US man who won a staggering $1.35 Billion Mega Millions draw sues his daughter’s mother for telling his parents about his life-changing win


The winner of the second-largest Mega Millions jackpot, who wishes to remain anonymous, has filed a lawsuit against his daughter’s mother for breaching their non-disclosure agreement by disclosing to them about his $1.35 billion winnings.




According to recent court documents, the mother of his daughter, Sara Smith, was sued by the Maine man prize winner, John Doe, for a six-figure sum of money after he told his family he was now a millionaire.




Doe was the fortunate bettor who purchased the winning Mega Millions ticket—30, 43, 45, 46, and 61, with a gold Mega Ball of 14—at Hometown Gas & Grill in Lebanon, Maine on Friday, January 13, following three months without a winner.

US man who won a staggering $1.35 Billion Mega Millions draw sues his  daughter's mother for telling his parents about his life-changing win |  DAILY POST


He took home his winnings in a one-time payment of $723,564,144 nearly $500 million after taxes. He would have been $52 million richer if he bought a ticket just one mile away over the New Hampshire border.



Shortly after, on February 8, Smith signed a non-disclosure agreement to keep Doe’s identity as the jackpot winner a secret through June 1, 2032, when their daughter turns 18 years old. 
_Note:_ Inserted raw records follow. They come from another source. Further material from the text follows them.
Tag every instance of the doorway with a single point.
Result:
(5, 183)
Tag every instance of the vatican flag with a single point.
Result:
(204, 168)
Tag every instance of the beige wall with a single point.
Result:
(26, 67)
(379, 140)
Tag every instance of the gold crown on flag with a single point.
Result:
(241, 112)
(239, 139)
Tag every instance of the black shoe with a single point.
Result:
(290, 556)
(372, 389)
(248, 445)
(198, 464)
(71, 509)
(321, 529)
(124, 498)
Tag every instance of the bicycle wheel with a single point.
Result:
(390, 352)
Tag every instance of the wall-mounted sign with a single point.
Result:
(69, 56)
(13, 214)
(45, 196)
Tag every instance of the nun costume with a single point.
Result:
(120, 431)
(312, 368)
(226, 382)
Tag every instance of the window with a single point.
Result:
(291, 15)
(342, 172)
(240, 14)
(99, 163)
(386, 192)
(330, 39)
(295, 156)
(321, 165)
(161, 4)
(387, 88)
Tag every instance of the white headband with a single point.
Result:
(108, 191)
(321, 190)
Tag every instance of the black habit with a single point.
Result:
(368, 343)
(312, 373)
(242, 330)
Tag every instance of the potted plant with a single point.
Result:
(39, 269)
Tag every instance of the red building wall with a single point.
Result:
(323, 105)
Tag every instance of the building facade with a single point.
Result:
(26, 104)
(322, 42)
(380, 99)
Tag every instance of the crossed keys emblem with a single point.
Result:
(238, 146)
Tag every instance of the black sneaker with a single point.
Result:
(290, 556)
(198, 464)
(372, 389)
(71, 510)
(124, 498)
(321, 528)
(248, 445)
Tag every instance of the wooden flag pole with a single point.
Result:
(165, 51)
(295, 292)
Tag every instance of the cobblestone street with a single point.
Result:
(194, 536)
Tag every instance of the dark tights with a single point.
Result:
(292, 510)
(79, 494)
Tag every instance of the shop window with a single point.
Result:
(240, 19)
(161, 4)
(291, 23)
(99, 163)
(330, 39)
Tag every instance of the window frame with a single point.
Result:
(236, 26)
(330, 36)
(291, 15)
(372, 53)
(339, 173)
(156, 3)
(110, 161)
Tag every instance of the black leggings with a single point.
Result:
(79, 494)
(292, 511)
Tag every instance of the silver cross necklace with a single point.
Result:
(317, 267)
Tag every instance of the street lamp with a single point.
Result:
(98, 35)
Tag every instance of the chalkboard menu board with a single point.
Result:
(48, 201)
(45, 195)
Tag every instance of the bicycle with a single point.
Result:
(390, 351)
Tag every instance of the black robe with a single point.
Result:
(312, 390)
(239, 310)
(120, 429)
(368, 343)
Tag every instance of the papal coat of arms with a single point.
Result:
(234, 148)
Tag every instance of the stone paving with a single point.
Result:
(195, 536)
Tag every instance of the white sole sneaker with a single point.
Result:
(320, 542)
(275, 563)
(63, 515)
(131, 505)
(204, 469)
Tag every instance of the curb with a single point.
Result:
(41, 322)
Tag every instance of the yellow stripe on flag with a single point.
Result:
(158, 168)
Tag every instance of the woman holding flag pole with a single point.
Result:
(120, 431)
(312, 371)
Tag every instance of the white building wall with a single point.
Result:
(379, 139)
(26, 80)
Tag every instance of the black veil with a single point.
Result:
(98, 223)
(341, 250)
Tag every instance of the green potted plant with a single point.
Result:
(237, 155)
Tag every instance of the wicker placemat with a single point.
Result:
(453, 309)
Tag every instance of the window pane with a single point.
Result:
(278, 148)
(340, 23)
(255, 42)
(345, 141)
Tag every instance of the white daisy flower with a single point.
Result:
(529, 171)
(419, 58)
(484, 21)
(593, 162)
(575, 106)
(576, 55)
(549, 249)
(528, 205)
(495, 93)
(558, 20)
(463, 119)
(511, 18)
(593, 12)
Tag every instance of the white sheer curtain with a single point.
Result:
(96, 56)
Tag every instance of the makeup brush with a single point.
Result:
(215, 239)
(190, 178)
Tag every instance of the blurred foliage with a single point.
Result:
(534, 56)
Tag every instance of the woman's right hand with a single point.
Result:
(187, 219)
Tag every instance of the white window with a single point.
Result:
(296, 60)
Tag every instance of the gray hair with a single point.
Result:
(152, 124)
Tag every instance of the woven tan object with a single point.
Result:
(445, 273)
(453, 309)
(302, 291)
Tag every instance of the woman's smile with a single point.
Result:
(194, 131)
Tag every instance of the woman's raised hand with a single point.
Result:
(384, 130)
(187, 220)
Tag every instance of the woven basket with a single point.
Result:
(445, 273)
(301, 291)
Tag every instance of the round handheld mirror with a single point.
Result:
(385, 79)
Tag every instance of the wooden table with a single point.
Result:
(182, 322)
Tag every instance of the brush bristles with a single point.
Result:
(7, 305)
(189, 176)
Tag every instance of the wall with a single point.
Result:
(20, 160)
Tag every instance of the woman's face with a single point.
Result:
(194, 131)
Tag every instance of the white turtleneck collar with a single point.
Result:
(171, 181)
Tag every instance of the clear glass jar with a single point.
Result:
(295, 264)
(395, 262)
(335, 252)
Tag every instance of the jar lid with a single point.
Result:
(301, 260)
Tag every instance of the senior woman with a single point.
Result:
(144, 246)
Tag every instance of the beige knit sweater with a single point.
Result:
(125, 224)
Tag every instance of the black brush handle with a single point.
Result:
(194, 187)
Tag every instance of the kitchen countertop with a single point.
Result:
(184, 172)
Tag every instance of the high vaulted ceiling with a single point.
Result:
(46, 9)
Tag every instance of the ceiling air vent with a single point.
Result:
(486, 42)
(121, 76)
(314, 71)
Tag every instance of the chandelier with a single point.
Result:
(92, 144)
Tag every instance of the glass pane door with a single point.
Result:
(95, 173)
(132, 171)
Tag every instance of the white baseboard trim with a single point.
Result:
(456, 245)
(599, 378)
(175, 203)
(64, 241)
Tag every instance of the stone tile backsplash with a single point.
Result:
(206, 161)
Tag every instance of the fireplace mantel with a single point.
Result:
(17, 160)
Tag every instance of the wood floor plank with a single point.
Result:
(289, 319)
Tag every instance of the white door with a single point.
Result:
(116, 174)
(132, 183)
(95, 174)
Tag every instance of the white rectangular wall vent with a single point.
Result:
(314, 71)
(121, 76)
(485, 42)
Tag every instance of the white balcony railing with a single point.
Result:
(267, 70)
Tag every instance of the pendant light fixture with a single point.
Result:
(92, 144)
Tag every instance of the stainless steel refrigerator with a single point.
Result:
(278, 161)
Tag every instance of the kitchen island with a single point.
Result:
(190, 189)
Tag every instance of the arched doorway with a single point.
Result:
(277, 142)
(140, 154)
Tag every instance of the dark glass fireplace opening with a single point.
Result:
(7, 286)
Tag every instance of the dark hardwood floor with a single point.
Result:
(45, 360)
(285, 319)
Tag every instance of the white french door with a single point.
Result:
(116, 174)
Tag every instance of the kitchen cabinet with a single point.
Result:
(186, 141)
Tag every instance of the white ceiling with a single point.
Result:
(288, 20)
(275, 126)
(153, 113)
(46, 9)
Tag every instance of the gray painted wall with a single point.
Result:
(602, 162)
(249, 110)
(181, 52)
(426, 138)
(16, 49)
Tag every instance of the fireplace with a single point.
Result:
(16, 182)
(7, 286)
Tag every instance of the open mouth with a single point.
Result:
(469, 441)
The court filing said: ‘Due to the unique safety, security, and privacy concerns associated with winning the lottery, Defendant agreed to enter into a Non-Disclosure Agreement (“NDA”) with John Doe to promote the safety and security of John Doe, Defendant, and their daughter and to avoid the irreparable harm of allowing the media or the public in general to discover, inter alia, John Doe’s identity, physical location, and assets.’



Doe beat the odds of 1 in 302.6 million to win the $1.35 billion jackpot – the second-largest Mega Millions win ever, and the fourth-largest in U.S. history.



The contract also stated that Smith must get written permission from Doe if she were to tell anyone and in the case of ‘an intentional or inadvertent disclosure’ she must provide written notice of what happened.



According to the lawsuit, in September the mystery man learned that Smith disclosed his status to his father and stepmother over one or more telephone communications.



Inadvertently, following Smith’s unauthorized disclosure, Doe’s sister also learned he was the Mega Millions winner.



‘As a result of Defendant’s unauthorized disclosures, John Doe has suffered irreparable injury, and there is immediate and imminent danger that John Doe will continue to suffer irreparable injury for which there is no adequate remedy at law,’ said the court filing.



Now, Doe is suing Smith for $100,000 per unauthorized disclosure and is asking the court to put an injunction on Smith to prevent her from violating the non-disclosure agreement any further.